Country would use global response group for major spill

By CHRIS WINDEYER

Greenland’s home rule government is attempting to head off criticism from environmental groups by releasing its plan to respond to any oil spills that could result from offshore drilling.

The document, published Aug. 15 on the Greenland government’s website, offers a speculative glimpse at how oil spills onto Arctic sea ice might be cleaned up.

Greenland’s Bureau of Minerals and Petroleum says standard spill cleanup procedures like burning and the use of chemical dispersal agents will work on ice, but will take longer than in open water.

It’s also possible to collect the ice and dispose of it, the report says.

If ice conditions make it impossible to finish the cleanup, the ice would be tracked by satellite until it’s possible to resume operations.

Greenland says spills onto ice are “very unlikely” because it’s illegal to drill for oil during the ice season.

“The drilling of wells in Greenland must stop at least two months before the sea freezes up so that there is time, if necessary, to drill a relief well and to abate and clean up after a potential oil spill,” the bureau says.

The strategy also lays out three tiers of oil spills:

• small spills that can be cleaned up by oil-rig crews;

• medium-sized ones that require cleanup equipment based in the towns of Aasiaat and Kangerlussuaq and the capital, Nuuk;

• and large ones that would require crews and equipment from Southampton, England, that would arrive by air freighter within 52 hours.

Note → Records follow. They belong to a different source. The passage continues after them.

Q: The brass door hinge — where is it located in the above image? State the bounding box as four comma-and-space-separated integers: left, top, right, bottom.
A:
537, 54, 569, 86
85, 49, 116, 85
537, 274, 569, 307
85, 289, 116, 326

The plan was drawn up with help from the British company Oil Spill Response Limited, which would be called in in the event of major spills.

OSRL is also part of an alliance of like-minded organizations called the Global Response Network, which responds to massive oil spills like the one that devastated the U.S Gulf Coast last year.

Ben Ayliffe of the environmental group Greenpeace told the Associated Press he doubted the plan would do much to contain any spills.

Scottish oil company Cairn Energy began drilling test wells in Baffin Bay this summer, prompting protests by Greenpeace, which sent activists clambering up the side of an oilrig in an unsuccessful effort to derail the drilling. Greenpeace also demanded the release of Greenland’s spill plan.

At the time, Greenlandic officials refused, citing concerns protestors could get in the way of a cleanup operation.

But now Greenland says a legal finding by the Danish ministry of foreign affairs allows it to take action against protestors in a five kilometre radius around any drill site.

Cairn so far has found no oil, although drilling will continue next year.